Levitt makes an argument that we do not use data enough to come to the conclusions that we come to. We rely on our pre-determined beliefs and biases to draw conclusions, and rarely seek out objective information. Nowhere is this more apparent than in the management of offspring: parenting.
In a house that contains both a gun and a swimming pool, children are roughly 100 times more likely to die in the swimming pool than at the hands of a gun. But our beliefs about the dangers of guns ensures the focus is on the gun rather than the more apparent danger, drowning.
Levitt uses economic tools (namely, regression analysis) to figure out the role of various parent initiatives.
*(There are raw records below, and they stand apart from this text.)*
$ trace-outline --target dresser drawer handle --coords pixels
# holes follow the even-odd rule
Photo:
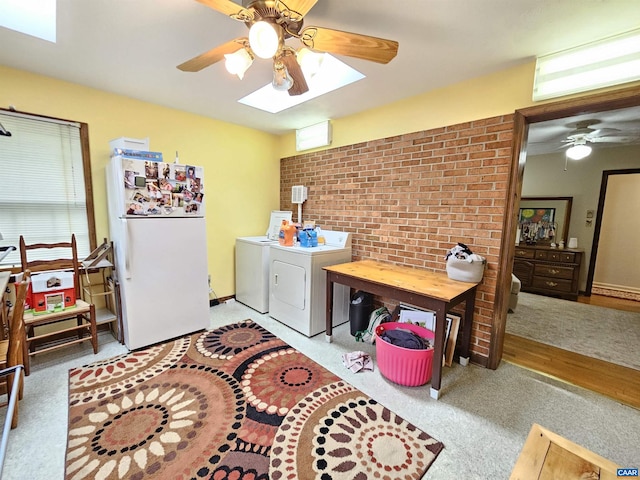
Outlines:
[[[549,287],[557,287],[558,284],[556,282],[544,282],[546,283]]]
[[[560,270],[549,269],[549,273],[550,273],[551,275],[555,275],[555,274],[557,274],[557,273],[560,273]]]

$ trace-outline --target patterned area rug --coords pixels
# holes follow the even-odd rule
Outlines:
[[[69,372],[66,479],[419,479],[443,448],[250,320]]]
A regression analysis is a statistical tool that allows the scientist to control several variables from within a mountain of data, thus allowing us to determine which variables have an effect on the output.
From this analysis, Levitt was able to determine that genetics plays a much larger role than it is given credit for. Furthermore, when holding all other variables constant (e.g. incomes, school quality etc.), a child's race does not determine its financial future. Specifically, these are the factors that are strongly correlated to a child's test score performance in the US:
1) Educated parents
2) Parents have high socioeconomic status
3) Mother was 30 or older at the time of her child's birth
4) Low birth weight (negative factor)
5) Parents speak English in the home
6) Child is adopted (negative factor)
7) Parents are involved with the PTA
8) Many books in the home
According to the data, the following factors do not matter:
1) Family is intact
2) Family recently moved to a better neighbourhood
3) Mother didn't work between child's birth and kindergarten
4) Attended Head Start
5) Is regularly taken to museums
6) Is spanked regularly
7) Watches television frequently
8) Is read to frequently
It's important to note that a regression analysis can only show correlation, not causation. That is, the first eight factors above may not cause higher test scores, as there could be another factor that causes both one of these eight factors and the higher test scores to occur simultaneously, or the causation could be reversed (e.g. higher test scores could cause a higher interest in books, leading to more books in the house).